E no entanto, a despeito de suas culturas inteiramente diferentes, ele e Mirissa tinham muito em comum. A curiosidade e a inteligência dela eram tendências a serem encorajadas. Nem mesmo entre seus companheiros de tripulação havia alguém com quem pudesse ter conversas tão estimulantes. Por vezes, Kaldor tinha que se esforçar para poder responder a ela. Perguntas para as quais a única defesa era o ataque.

— Eu fico muito surpreso — disse ele, depois de um minucioso exame de política solar — que você não tenha seguido os passos de seu pai, assumindo plenamente as funções dele. Este seria o trabalho ideal para você.

— Já me senti tentada. Mas ele passou a vida inteira respondendo às perguntas dos outros e organizando arquivos para os burocratas da Ilha do Norte.

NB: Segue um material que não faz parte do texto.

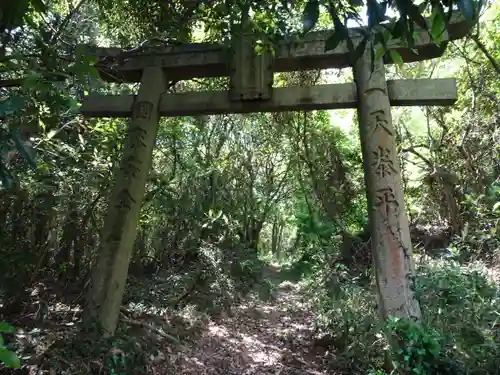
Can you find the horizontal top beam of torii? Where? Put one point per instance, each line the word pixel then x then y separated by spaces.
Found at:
pixel 413 92
pixel 211 60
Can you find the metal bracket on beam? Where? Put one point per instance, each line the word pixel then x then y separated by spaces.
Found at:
pixel 251 73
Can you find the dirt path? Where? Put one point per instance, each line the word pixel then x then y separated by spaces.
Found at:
pixel 270 337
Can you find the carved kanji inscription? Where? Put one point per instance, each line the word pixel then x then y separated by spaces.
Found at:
pixel 386 200
pixel 384 166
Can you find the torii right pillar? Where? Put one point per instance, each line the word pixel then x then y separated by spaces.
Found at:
pixel 389 227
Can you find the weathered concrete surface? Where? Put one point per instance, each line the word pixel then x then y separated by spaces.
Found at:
pixel 389 228
pixel 211 60
pixel 401 93
pixel 120 224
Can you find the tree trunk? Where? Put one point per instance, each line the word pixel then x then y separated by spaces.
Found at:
pixel 391 244
pixel 120 224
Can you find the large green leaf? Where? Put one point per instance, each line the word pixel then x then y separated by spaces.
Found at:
pixel 11 105
pixel 10 359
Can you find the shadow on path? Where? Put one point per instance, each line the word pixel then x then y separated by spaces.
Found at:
pixel 271 337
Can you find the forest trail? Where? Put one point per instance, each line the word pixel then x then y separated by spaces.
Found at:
pixel 260 337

Nunca teve tempo de fazer nada para ele mesmo.

— E você? — Eu gosto de reunir informações, mas também gosto de vê-las usadas. É por isso que eles me fizeram diretora adjunta do Projeto de Desenvolvimento de Tarna.

— Que eu temo tenha sido ligeiramente sabotado pelas nossas operações. Pelo menos foi isso o que o diretor me disse quando o encontrei saindo do escritório da prefeita.

— Você sabe que Brant não falava a sério. É um projeto de longo alcance com datas aproximadas. Se o estádio de patinação olímpica for construído aqui, então o projeto terá que ser modificado para melhor, a maioria de nós pensa assim. É claro que os nortistas o querem para eles, acham que o Primeiro Pouso já é o suficiente para nós. Kaldor riu, ele sabia tudo a respeito da velha rivalidade entre as duas ilhas.

— E não é mesmo? Especialmente agora que vocês nos têm como atração extra. Vocês não devem querer tudo. Ambos tinham passado a se conhecer tão bem que podiam brincar em relação a Thalassa ou à Magalhães com igual imparcialidade. E não existiam mais segredos entre eles, podiam falar com franqueza a respeito de Loren e Brant, até que, finalmente, Moisés Kaldor se sentiu capaz de falar sobre a Terra.

— …Oh eu perdi a conta dos meus vários empregos, Mirissa, mas a maioria deles não era muito importante, de qualquer modo. O que durou mais tempo foi o de professor de ciência política em Cambridge, Marte. E você não pode imaginar a confusão que isso fazia, porque havia uma universidade mais antiga em Cambridge, Massachusetts, e outra ainda mais velha em Cambridge, Inglaterra. Mas quando o fim se aproximou, eu e Evelyn nos tornamos mais e mais envolvidos com os problemas sociais imediatos, e no planejamento do Êxodo Final. Parecia que tinha certo talento para a oratória e podia ajudar as pessoas a enfrentarem o futuro que lhes restava. E no entanto nunca pude acreditar realmente que o Fim aconteceria em nossa época, e quem poderia? E se alguém me tivesse dito que eu devia deixar a Terra e tudo que amava… A emoção contraiu-lhe o rosto e Mirissa esperou, num silêncio solidário, até que ele recuperasse a serenidade. Havia tantas perguntas que ela desejava fazer, perguntas que levariam uma vida inteira para serem respondidas. E ela só tinha um ano antes que a Magalhães partisse uma vez mais para as estrelas.

— Quando me disseram que eu era necessário, usei todas as minhas habilidades filosóficas e de argumentação para provar que eles estavam errados. Eu estava muito velho, todo o conhecimento que eu tinha encontrava-se armazenado nos bancos de memórias, outros homens poderiam fazer um trabalho melhor… tudo que eu podia imaginar, exceto a verdadeira razão. E, no final, Evelyn fez com que eu me decidisse. É verdade, Mirissa, em certas coisas as mulheres são mais fortes que os homens, mas por que eu estou lhe dizendo isso? „Eles precisam de você” — dizia a última mensagem que recebi dela.

— „Nós passamos quarenta anos juntos e agora só resta um mês. Vá com o meu amor e não tente me encontrar.” E eu jamais saberei se ela viu o fim da Terra como eu vi, quando estávamos deixando o Sistema Solar.